Pervasive lesion segregation shapes cancer genome evolution
Menée in vitro et à l'aide de modèles murins, cette étude démontre que la plupart des lésions double brin de l'ADN à l'origine de mutations ne sont pas réparées au cours d'un seul cycle cellulaire et que les brins lésés se séparent et persistent dans des cellules filles durant plusieurs cycles cellulaires, générant ainsi une diversité génétique qui conditionne l'évolution et l'adaptation génomiques des cellules cancéreuses
Cancers arise through the acquisition of oncogenic mutations and grow by clonal expansion1,2. Here we reveal that most mutagenic DNA lesions are not resolved into a mutated DNA base pair within a single cell cycle. Instead, DNA lesions segregate, unrepaired, into daughter cells for multiple cell generations, resulting in the chromosome-scale phasing of subsequent mutations. We characterize this process in mutagen-induced mouse liver tumours and show that DNA replication across persisting lesions can produce multiple alternative alleles in successive cell divisions, thereby generating both multiallelic and combinatorial genetic diversity.

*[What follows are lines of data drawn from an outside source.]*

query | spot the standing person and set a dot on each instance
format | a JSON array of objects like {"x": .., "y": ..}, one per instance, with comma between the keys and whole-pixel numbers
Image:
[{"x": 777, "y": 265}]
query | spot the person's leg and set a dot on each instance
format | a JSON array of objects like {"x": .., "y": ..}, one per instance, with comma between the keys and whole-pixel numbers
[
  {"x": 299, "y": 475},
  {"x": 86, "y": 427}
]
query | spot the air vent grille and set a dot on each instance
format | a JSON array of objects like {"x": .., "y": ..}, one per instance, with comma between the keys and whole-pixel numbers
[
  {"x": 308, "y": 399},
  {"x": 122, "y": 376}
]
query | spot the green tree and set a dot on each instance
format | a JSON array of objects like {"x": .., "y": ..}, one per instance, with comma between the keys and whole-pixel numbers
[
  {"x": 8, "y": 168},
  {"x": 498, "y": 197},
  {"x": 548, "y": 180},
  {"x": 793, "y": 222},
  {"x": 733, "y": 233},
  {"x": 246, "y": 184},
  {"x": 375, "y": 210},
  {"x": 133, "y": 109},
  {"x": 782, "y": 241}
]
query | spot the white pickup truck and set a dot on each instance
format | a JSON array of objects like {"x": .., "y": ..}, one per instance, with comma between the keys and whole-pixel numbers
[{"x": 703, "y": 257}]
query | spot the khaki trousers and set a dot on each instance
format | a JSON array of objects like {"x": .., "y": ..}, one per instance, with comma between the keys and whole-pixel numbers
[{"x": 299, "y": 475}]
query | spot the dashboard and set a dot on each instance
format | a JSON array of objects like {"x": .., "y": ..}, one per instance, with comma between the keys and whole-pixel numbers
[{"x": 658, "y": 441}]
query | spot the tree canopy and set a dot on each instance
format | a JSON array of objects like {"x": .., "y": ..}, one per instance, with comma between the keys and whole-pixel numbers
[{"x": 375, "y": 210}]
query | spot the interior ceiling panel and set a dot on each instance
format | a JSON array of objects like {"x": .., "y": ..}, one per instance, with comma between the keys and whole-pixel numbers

The phasing of lesions enables accurate measurement of strand-biased repair processes, quantification of oncogenic selection and fine mapping of sister-chromatid-exchange events. Finally, we demonstrate that lesion segregation is a unifying property of exogenous mutagens, including UV light and chemotherapy agents in human cells and tumours, which has profound implications for the evolution and adaptation of cancer genomes.